Closed shiralizadeh closed 2 years ago
@firasdib Have you considered using .NET Core's AOT native image generator "CrossGen"? https://github.com/dotnet/coreclr/blob/master/Documentation/building/crossgen.md
https://github.com/dotnet/coreclr/blob/master/Documentation/botr/readytorun-overview.md
@roryap I haven't looked into it.
This project kind of dragged out and never finished, even though it was 99% complete.
@chucker Are you still too busy to help?
Hi folks, I know everyone is very busy and COVID19-wary, but is it possible to work on this in small increments? There was a lot of activity about a year ago but it's gone pretty quiet. I would love to help and am slowly catching up on how this all works.
Last I'm aware of is that it got stuck at compiling the dll's to something decently sized.
I'm sure any help would be appreciated here.
Big +1 to this feature; I use regex101's saved regex feature as a way of commenting my regexes in my code, along with the test cases. Usually, PCRE is sufficient; however, my most recent project had balancing groups in the regexes.
Interestingly, this project is a blazor client-side web-assembly project. All the regex work is being done client side in a dotnet web assembly. These can talk to and from JavaScript via JSInterop. Is this an approach that might be viable for this feature?
Whats holding this back is the bundle size. Feature wise it works. Still havent had more time to try to figure out how to shrink the lib.
Vänliga hälsningar / Best regards,
Firas Dib
On 14 Sep 2020, at 01:16, Benjathing notifications@github.com wrote:
Big +1 to this feature; I use regex101's saved regex feature as a way of commenting my regexes in my code, along with the test cases. Usually, PCRE is sufficient; however, my most recent project had balancing groups in the regexes.
Interestingly, this project is a blazor client-side web-assembly project. All the regex work is being done client side in a dotnet web assembly. These can talk to and from JavaScript via JSInterop. Is this an approach that might be viable for this feature?
— You are receiving this because you were mentioned. Reply to this email directly, view it on GitHub, or unsubscribe.
I think the answer lies in CoreRT: ahead of time compilation (not JIT or interpretation of IL) of the exact code necessary to run .Net’s Regex code.
See https://mattwarren.org/2018/06/07/CoreRT-.NET-Runtime-for-AOT/
Last I'm aware of is that it got stuck at compiling the dll's to something decently sized.
Correct. I used Mono-WASM directly in order to save on complexity compared to Blazor (which builds on top of that, and which mostly offers SPA things we don’t need here), but it’s a more manual process. Blazor integrated the Mono linker, which is a dead code elimination tool.
So one approach would be to use Blazor instead. I don’t think the end result will be smaller, but it might be easier to maintain.
Interestingly, this project is a blazor client-side web-assembly project.
This is not Blazor, technically.
I think the answer lies in CoreRT: ahead of time compilation (not JIT or interpretation of IL) of the exact code necessary to run .Net’s Regex code.
CoreRT is basically dead (.NET 5 will ship Mono’s AOT instead).
It’s possible, although still a bit experimental, to use AOT here.

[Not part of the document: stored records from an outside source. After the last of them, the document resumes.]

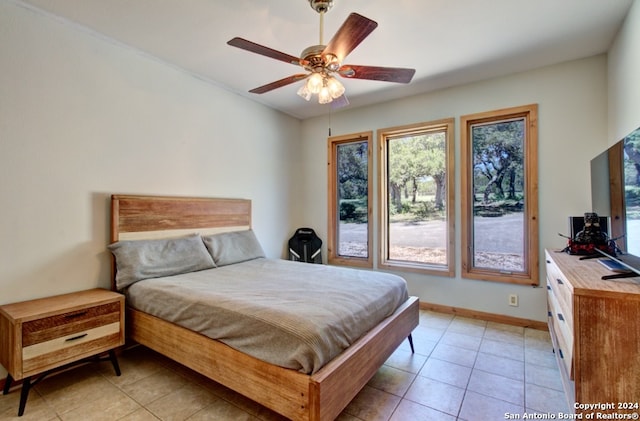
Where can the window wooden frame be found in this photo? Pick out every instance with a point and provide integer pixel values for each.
(334, 257)
(529, 276)
(448, 269)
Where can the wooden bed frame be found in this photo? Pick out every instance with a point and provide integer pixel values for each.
(318, 397)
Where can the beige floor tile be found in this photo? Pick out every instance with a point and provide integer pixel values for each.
(454, 354)
(503, 349)
(408, 410)
(406, 361)
(68, 398)
(546, 358)
(36, 408)
(476, 407)
(502, 366)
(446, 372)
(468, 326)
(436, 395)
(498, 387)
(548, 377)
(372, 405)
(221, 410)
(181, 403)
(392, 380)
(157, 385)
(435, 320)
(461, 341)
(110, 407)
(139, 415)
(545, 400)
(495, 333)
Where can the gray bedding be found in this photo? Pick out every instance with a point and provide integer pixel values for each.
(291, 314)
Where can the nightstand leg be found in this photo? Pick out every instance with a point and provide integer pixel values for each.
(26, 386)
(114, 362)
(7, 384)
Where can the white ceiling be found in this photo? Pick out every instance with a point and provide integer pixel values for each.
(448, 42)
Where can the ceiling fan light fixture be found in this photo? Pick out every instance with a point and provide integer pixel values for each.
(315, 82)
(304, 93)
(324, 97)
(336, 89)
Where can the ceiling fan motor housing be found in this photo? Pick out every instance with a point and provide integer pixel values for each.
(321, 5)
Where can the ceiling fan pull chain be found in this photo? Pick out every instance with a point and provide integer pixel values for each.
(321, 27)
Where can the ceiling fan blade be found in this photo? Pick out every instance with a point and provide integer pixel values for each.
(279, 83)
(265, 51)
(386, 74)
(352, 32)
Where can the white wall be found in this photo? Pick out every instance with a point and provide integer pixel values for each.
(82, 118)
(624, 82)
(572, 100)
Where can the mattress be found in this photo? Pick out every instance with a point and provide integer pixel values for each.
(291, 314)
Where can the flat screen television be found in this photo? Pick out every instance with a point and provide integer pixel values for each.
(615, 192)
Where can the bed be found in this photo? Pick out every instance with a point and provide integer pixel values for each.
(317, 393)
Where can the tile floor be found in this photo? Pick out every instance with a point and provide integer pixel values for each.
(463, 369)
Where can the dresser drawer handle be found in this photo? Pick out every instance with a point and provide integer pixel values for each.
(74, 315)
(75, 338)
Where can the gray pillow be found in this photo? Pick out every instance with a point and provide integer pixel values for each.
(143, 259)
(233, 247)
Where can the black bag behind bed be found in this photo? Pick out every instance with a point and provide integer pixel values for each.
(305, 246)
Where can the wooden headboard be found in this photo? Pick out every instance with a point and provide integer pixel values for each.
(152, 217)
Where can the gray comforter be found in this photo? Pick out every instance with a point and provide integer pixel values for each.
(295, 315)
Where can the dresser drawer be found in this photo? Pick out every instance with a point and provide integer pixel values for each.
(562, 290)
(563, 332)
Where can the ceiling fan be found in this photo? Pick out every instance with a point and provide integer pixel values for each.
(322, 62)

However, the main goal to that is performance, not code size.
The next step in this project is to talk to the linker correctly, or to use Blazor (and automatically get the linker).

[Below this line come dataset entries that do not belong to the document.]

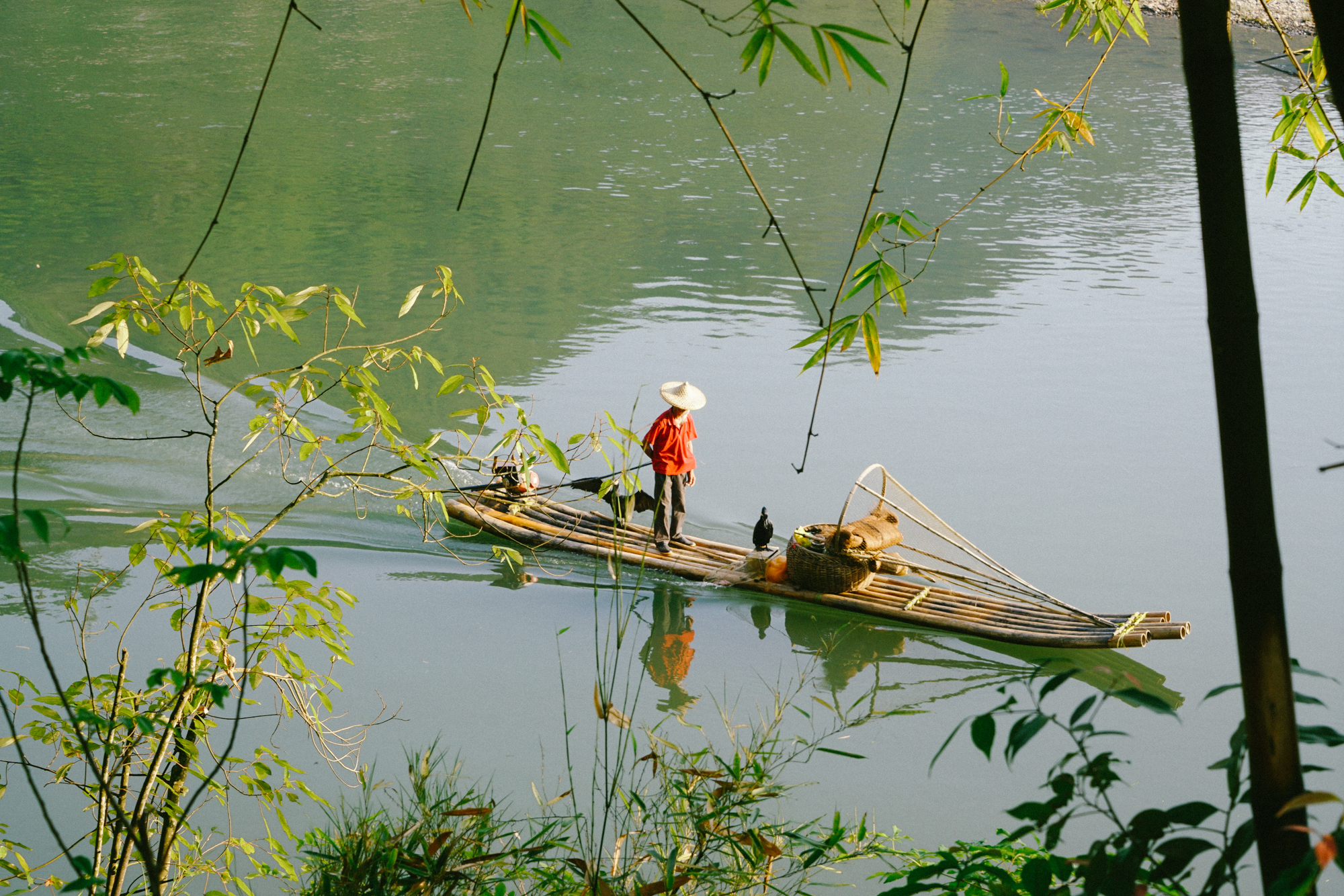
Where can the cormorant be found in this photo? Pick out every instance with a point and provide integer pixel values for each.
(764, 533)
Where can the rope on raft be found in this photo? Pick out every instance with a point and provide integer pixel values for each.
(1127, 628)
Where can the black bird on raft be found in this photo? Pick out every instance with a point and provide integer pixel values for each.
(764, 533)
(622, 504)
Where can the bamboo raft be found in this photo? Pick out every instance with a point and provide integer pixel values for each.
(987, 605)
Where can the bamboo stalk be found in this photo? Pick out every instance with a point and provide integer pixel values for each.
(1136, 639)
(1021, 608)
(639, 530)
(979, 616)
(608, 545)
(499, 527)
(941, 608)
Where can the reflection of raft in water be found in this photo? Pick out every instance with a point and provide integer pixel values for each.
(971, 594)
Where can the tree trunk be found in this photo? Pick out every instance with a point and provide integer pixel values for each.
(1257, 576)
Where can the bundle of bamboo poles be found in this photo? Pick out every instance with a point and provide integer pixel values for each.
(549, 525)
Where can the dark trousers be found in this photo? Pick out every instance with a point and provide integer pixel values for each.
(670, 492)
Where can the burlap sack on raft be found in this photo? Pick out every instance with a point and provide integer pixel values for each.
(876, 533)
(850, 559)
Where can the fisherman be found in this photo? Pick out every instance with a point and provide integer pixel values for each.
(669, 445)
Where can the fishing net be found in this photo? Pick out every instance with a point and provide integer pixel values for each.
(936, 553)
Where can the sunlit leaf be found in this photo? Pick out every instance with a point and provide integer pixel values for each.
(411, 300)
(872, 343)
(796, 52)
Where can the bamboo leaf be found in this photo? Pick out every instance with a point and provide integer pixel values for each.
(802, 57)
(767, 56)
(845, 66)
(93, 312)
(534, 28)
(862, 36)
(411, 300)
(822, 53)
(103, 285)
(874, 225)
(858, 58)
(1330, 182)
(557, 455)
(841, 753)
(534, 14)
(1306, 182)
(749, 53)
(872, 343)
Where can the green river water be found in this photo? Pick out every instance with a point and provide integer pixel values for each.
(1049, 393)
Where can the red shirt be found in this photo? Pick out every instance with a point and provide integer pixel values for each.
(670, 445)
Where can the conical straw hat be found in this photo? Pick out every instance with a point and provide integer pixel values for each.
(682, 396)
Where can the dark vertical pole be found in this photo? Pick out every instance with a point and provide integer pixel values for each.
(1256, 572)
(1330, 29)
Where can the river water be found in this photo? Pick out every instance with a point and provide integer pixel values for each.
(1049, 393)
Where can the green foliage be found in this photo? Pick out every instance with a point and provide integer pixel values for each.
(425, 838)
(1100, 19)
(534, 24)
(147, 758)
(1152, 851)
(768, 22)
(42, 374)
(1306, 114)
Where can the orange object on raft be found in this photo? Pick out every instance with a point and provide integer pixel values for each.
(972, 597)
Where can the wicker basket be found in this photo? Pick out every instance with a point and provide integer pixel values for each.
(829, 573)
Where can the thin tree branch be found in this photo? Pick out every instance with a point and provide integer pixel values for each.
(490, 104)
(709, 101)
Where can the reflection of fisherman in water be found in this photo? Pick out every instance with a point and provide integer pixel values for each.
(845, 648)
(667, 654)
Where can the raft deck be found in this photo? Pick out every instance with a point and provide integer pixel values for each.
(544, 525)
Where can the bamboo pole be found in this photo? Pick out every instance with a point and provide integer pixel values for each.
(591, 534)
(470, 515)
(1136, 639)
(1256, 570)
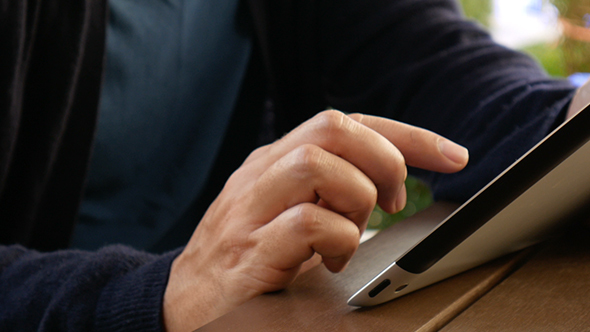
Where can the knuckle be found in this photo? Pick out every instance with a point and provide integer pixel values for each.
(332, 122)
(305, 159)
(306, 219)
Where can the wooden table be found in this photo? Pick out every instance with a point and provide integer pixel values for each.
(546, 288)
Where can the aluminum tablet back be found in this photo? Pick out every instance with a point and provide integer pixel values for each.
(522, 206)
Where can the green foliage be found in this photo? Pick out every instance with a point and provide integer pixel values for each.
(551, 58)
(478, 10)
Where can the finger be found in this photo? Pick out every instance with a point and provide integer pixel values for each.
(420, 147)
(360, 145)
(310, 174)
(295, 235)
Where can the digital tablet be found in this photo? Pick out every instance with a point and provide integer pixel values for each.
(523, 205)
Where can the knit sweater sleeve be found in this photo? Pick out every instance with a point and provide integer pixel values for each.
(113, 289)
(421, 62)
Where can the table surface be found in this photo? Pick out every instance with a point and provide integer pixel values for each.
(539, 289)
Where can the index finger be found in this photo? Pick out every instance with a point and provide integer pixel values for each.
(420, 147)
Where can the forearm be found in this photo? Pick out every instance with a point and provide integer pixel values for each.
(420, 62)
(114, 289)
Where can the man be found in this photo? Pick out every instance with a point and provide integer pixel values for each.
(310, 192)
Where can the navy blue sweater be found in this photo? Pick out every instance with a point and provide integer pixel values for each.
(413, 60)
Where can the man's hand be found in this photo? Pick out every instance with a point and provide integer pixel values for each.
(310, 192)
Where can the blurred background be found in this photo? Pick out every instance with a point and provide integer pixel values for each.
(555, 32)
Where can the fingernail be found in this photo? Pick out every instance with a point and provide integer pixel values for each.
(400, 200)
(455, 152)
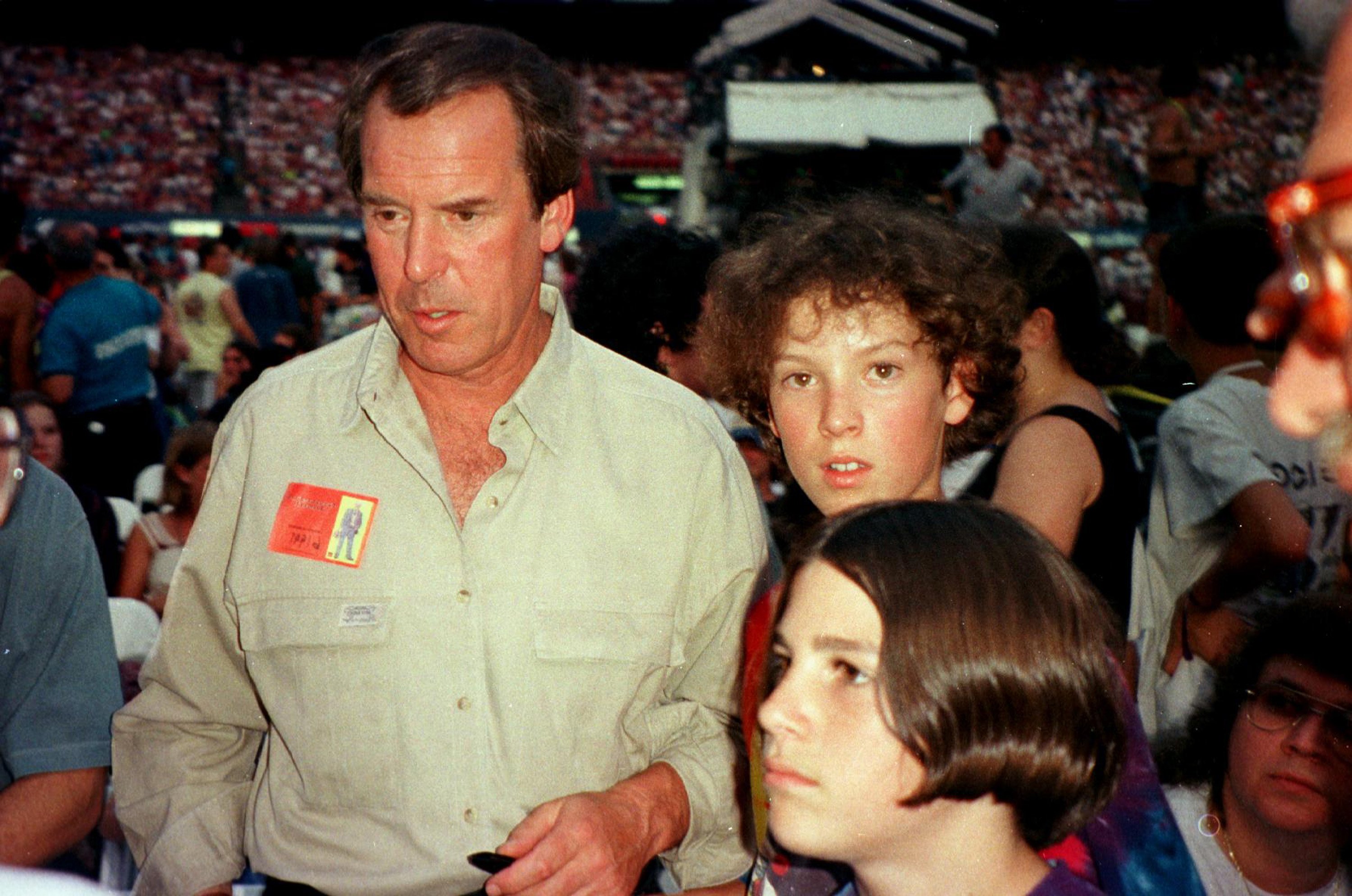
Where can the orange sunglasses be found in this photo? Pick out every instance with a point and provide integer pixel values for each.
(1313, 291)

Bumping this, anyone who want to help me get this done 😄 ?
Sure, I'll help, but still not clear on what approach has been decided on.

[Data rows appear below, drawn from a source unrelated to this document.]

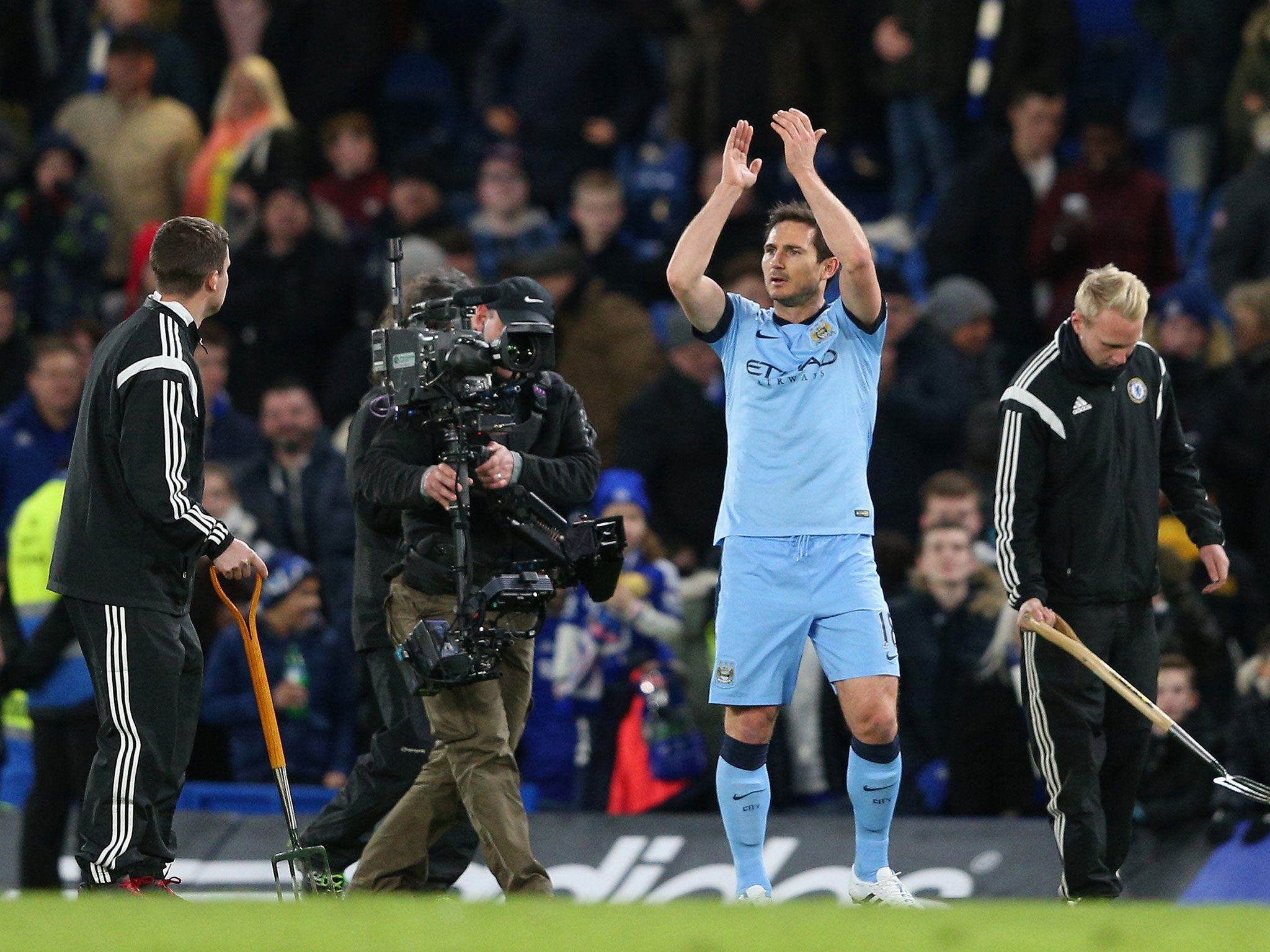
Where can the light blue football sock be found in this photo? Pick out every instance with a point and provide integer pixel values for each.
(745, 799)
(873, 783)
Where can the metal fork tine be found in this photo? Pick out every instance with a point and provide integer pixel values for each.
(1245, 786)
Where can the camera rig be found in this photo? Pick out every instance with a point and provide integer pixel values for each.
(440, 372)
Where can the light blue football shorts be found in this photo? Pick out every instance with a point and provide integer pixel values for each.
(776, 592)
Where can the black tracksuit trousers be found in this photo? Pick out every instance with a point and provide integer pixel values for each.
(148, 679)
(381, 776)
(1089, 743)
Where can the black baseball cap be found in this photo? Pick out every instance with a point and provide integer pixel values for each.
(523, 300)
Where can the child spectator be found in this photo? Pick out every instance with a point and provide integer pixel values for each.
(355, 186)
(310, 674)
(953, 495)
(1176, 786)
(597, 646)
(52, 240)
(966, 747)
(505, 224)
(597, 214)
(231, 436)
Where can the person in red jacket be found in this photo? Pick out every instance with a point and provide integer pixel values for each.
(1104, 209)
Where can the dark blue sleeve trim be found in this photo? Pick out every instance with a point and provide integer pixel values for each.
(716, 334)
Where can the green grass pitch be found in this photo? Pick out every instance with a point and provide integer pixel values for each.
(375, 924)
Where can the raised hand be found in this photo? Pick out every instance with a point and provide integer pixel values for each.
(801, 140)
(737, 168)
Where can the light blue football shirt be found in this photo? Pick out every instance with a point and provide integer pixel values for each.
(801, 405)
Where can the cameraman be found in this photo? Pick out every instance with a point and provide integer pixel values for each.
(477, 726)
(401, 749)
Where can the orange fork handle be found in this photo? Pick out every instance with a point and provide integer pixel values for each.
(255, 663)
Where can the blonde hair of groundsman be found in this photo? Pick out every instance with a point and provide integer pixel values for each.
(1109, 287)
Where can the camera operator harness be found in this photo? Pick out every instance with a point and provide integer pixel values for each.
(438, 371)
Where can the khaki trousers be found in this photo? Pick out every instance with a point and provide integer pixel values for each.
(471, 767)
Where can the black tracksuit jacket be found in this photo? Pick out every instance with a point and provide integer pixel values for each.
(133, 526)
(1083, 456)
(559, 462)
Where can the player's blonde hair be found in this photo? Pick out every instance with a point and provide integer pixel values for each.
(1109, 287)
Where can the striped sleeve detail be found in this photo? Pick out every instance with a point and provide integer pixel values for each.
(1003, 512)
(171, 359)
(174, 441)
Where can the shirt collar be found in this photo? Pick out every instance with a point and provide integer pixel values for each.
(177, 307)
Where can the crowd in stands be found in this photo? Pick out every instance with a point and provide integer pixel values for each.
(995, 152)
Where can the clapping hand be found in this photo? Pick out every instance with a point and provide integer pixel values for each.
(737, 168)
(801, 140)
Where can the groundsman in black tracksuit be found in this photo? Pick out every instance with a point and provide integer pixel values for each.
(130, 534)
(1085, 452)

@roryap Nothing has been set in stone; whatever allows us to generate the smallest and most performant bundle.
@firasdib how are the php, python and golang regexes done (are they purely javascript driven)? would it be too complicated to do it via web services that run the regexes on the server in .net and return the results?
Is server-side blazor out of question due to the hosting model or the potential server load?
@Code-DJ Sorry, that part is fixed. It has to run on the client, no server side work.
Hi @firasdib have you tried bridge.net (https://github.com/bridgedotnet/Bridge) as @AnderssonPeter and @TWiStErRob have suggested. If yes, then what problems did you encounter?
You can paste your performance code on deck.net (https://deck.net) and evaluate it compared to mono/blazor.
I looked at Bridge .NET but it is not entirely clear to me if it would transpile the .NET regex engine to JS, or if it just translates C# instructions to JS and use the JS regex engine?
This issue is about that first case (running the actual .NET regex engine), not the second (using JS engine).
@Code-DJ any insight on that?
@Doqnach I am not sure, but I tried various namespaces in .NET e.g. System.Diagnostics - Stopwatch and was pleasantly surprised that it worked. It may simply be converting C# to JS equivalent as you suggested but look at the following:
https://github.com/bridgedotnet/Bridge/blob/master/Bridge/Resources/Text/RegularExpressions/RegexParser.js https://github.com/dotnet/runtime/blob/master/src/libraries/System.Text.RegularExpressions/src/System/Text/RegularExpressions/RegexParser.cs
Search for scandollar or scanoctal, looks like they have written the javascript equivalent of those methods. Doesn't mean anything. We need examples that return different results on vanilla JS and .NET to see if bridge.net returns results like .NET or like JS to see if it is a viable solution.
It's looks to me like it uses the browser's regex engine for regex's that don't use the features that are special to .NET. So a simple regex will use the JavaScript implementation as a shortcut, everything else seems to be handled by BridgeNET.
But that's just from a quick look into it, I might need to look into it further.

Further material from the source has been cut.